Overall, the wealth tax debate in Indonesia reflects broader tensions between economic equality, fiscal sustainability, and investment competitiveness. While the policy could provide additional revenue and support redistribution, practical challenges related to asset valuation, enforcement, and political resistance remain substantial. Indonesia’s future approach will likely depend on whether policymakers can design a system that balances fairness with economic efficiency while supporting the country’s long-term development and green industrial transformation (OECD, 2018; Everhart, 2026).
Disclaimer: This AI-generated article is based on the cited references for discussion purposes. For further insights, please refer to the primary sources provided.
Sources
- Putri, A. P., & Marfiana, A. (2026). Assessing the urgency and feasibility of wealth tax implementation in Indonesia. Educoretax.
Educoretax Article - Arianty, F. (2026). Implementation of Wealth Tax in Indonesia: Analysis of Potential and Challenges From a Socio-economic Perspective. KnE Social Sciences.
ResearchGate Publication - OECD. (2018). The Role and Design of Net Wealth Taxes in the OECD.
OECD Wealth Tax Report - OECD. (2024). Taxation and Inequality.

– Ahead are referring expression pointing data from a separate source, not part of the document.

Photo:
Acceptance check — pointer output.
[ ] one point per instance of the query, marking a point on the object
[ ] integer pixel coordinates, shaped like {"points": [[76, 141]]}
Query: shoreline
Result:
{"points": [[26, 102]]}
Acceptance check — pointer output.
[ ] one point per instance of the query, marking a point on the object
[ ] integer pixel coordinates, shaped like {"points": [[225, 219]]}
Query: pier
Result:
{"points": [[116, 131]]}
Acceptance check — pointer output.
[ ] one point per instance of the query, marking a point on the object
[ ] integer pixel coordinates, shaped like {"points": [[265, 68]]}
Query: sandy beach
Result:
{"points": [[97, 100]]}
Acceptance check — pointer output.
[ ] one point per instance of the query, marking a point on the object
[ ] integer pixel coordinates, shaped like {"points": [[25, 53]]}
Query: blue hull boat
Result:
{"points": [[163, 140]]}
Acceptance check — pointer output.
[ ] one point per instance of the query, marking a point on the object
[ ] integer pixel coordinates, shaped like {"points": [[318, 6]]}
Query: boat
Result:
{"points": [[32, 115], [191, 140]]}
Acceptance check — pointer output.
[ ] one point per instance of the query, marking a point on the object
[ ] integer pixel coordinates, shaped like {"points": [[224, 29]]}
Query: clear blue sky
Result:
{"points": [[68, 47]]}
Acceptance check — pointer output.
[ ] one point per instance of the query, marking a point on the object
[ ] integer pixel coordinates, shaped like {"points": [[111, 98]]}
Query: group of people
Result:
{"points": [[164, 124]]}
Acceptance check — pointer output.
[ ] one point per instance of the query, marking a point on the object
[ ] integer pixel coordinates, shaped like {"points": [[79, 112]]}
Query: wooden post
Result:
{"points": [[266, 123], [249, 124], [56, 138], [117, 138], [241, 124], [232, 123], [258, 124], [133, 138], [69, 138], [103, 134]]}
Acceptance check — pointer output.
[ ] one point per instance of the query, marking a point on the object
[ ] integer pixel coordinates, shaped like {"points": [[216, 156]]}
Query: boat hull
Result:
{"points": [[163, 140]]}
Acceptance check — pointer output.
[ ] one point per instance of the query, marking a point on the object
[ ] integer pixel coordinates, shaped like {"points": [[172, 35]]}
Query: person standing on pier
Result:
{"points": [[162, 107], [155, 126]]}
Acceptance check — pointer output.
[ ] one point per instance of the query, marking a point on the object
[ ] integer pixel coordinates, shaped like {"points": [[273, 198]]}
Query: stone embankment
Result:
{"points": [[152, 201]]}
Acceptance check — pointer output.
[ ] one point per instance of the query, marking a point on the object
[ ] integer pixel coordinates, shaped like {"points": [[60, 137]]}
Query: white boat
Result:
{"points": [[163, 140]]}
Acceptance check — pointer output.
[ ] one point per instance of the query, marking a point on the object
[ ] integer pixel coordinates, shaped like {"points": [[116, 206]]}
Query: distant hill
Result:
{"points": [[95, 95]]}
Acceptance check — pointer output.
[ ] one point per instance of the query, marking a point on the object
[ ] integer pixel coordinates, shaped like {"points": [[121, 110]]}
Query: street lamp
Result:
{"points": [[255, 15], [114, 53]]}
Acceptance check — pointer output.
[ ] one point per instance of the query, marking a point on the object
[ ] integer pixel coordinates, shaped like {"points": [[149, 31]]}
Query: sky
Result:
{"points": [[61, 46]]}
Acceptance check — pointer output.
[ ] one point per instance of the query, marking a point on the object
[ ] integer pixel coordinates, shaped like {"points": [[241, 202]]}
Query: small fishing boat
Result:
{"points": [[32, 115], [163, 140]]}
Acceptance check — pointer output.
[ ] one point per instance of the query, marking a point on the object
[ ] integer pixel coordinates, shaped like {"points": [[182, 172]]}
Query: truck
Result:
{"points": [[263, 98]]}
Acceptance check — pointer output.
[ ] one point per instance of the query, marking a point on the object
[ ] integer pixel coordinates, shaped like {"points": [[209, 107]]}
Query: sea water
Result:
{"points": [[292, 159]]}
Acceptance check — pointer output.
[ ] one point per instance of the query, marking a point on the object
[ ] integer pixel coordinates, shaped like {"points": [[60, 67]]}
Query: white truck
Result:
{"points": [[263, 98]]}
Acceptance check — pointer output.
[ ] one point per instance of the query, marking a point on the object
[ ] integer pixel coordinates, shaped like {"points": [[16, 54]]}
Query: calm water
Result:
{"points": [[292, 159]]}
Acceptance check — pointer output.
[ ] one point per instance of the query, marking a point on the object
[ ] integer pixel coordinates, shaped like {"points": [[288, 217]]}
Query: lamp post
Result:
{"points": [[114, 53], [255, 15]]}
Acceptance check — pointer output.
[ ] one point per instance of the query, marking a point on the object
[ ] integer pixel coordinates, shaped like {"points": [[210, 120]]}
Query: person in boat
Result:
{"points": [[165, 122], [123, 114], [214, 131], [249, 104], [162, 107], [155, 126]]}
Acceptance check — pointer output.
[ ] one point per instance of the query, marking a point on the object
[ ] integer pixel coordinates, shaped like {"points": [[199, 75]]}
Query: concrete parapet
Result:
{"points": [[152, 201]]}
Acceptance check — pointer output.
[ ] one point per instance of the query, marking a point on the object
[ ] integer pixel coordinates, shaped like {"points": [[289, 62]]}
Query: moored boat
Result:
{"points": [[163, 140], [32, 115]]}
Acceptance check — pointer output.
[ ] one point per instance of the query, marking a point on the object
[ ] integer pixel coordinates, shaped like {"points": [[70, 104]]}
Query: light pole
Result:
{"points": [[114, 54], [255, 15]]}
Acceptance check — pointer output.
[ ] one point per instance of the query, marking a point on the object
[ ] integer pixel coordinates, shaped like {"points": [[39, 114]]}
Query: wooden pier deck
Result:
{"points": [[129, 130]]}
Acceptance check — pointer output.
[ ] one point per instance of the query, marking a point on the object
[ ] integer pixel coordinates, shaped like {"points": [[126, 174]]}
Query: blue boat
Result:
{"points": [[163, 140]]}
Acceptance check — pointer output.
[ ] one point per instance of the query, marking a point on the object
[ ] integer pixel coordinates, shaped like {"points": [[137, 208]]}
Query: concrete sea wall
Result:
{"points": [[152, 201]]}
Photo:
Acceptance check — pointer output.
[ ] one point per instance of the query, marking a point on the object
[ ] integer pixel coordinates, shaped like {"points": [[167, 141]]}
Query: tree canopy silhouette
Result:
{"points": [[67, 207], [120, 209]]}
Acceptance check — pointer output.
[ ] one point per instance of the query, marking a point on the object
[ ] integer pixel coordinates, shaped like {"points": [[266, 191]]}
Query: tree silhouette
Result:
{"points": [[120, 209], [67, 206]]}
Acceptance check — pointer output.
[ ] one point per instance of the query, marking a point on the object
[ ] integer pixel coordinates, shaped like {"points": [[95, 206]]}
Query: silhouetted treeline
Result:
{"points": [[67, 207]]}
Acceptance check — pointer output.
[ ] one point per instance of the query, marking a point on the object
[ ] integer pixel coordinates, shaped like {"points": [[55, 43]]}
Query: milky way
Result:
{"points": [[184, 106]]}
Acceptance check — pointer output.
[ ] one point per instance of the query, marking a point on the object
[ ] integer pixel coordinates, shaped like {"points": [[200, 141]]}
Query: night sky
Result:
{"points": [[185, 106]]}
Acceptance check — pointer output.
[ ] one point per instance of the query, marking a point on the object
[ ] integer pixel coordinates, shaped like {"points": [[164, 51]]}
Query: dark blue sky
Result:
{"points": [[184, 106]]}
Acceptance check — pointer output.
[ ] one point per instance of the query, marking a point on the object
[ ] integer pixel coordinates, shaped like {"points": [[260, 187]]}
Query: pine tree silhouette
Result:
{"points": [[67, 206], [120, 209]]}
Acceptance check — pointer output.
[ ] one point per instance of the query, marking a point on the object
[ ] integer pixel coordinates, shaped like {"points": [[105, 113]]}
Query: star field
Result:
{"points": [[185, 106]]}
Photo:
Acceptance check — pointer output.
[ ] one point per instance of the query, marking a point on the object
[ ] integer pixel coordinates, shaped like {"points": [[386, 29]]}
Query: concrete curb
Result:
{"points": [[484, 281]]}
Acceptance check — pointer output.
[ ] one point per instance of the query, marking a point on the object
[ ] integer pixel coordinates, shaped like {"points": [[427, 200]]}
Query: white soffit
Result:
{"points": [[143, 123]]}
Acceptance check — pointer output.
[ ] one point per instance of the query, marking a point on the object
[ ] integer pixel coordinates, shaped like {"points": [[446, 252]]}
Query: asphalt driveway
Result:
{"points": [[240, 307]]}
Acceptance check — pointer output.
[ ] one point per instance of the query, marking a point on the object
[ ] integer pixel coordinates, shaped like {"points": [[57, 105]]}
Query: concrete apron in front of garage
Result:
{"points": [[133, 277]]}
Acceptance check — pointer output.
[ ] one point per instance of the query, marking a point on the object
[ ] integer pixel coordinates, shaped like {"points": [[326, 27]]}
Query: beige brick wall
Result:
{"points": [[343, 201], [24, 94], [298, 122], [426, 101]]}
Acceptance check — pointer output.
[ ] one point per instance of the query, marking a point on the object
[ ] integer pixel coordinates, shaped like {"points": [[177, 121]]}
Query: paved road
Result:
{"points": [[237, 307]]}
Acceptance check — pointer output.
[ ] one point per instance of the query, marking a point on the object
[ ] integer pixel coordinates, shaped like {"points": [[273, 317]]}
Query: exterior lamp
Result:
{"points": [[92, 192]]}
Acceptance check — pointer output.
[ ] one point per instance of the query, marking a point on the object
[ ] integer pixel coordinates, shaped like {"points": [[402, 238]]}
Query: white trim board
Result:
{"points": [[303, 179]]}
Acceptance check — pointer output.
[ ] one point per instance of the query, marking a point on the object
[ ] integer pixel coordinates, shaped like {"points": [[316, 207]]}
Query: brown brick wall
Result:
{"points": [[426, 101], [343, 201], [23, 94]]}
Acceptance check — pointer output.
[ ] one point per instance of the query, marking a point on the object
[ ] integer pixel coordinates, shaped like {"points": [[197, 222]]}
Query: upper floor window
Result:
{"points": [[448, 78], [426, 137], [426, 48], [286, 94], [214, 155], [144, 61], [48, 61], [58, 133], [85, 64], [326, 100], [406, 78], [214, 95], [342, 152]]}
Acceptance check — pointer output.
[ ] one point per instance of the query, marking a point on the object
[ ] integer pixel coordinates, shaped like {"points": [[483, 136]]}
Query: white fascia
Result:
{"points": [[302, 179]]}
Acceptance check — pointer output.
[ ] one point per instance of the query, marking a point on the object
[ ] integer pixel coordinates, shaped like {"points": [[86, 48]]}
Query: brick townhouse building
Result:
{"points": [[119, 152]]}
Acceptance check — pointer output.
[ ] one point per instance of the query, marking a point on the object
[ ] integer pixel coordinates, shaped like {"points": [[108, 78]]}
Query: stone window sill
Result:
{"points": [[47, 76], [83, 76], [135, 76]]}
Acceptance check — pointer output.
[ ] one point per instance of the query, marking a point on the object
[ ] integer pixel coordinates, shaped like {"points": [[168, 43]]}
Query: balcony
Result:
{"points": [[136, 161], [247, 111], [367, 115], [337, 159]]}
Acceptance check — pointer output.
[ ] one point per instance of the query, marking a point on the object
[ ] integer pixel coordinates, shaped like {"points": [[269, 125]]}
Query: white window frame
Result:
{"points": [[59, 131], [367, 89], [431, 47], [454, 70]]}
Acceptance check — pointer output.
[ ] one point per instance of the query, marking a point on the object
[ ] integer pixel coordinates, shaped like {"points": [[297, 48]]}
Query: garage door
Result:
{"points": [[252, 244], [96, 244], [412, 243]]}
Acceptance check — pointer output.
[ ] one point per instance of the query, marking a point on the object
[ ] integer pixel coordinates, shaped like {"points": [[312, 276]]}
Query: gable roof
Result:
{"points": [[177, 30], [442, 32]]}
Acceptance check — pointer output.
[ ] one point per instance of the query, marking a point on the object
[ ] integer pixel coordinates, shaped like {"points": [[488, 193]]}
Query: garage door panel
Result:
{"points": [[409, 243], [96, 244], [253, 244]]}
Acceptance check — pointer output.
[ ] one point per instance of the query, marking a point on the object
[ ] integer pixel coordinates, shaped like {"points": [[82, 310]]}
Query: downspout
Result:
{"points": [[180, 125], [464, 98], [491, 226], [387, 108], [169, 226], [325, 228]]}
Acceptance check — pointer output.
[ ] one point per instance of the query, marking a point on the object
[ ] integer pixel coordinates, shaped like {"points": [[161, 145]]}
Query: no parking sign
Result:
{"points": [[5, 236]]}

OECD Taxation and Inequality Report - OECD. (2026). Indonesia Economic Snapshot.
OECD Indonesia Economic Snapshot - Everhart, J. R. (2026). The complexity in implementing wealth taxes and a recommended alternative United Nations economic policy reform strategy for developing economies.
Taylor & Francis Article - Reuters. (2025). Indonesia sovereign wealth fund INA targets data centres, AI in healthcare, renewables.
Reuters INA Article - Reuters. (2025). Danantara and China’s GEM to develop nickel processing hub in Indonesia.
Reuters Danantara Article - Financial Times. (2024). Indonesia’s sovereign wealth fund eyes green energy transition in $1bn investment plan.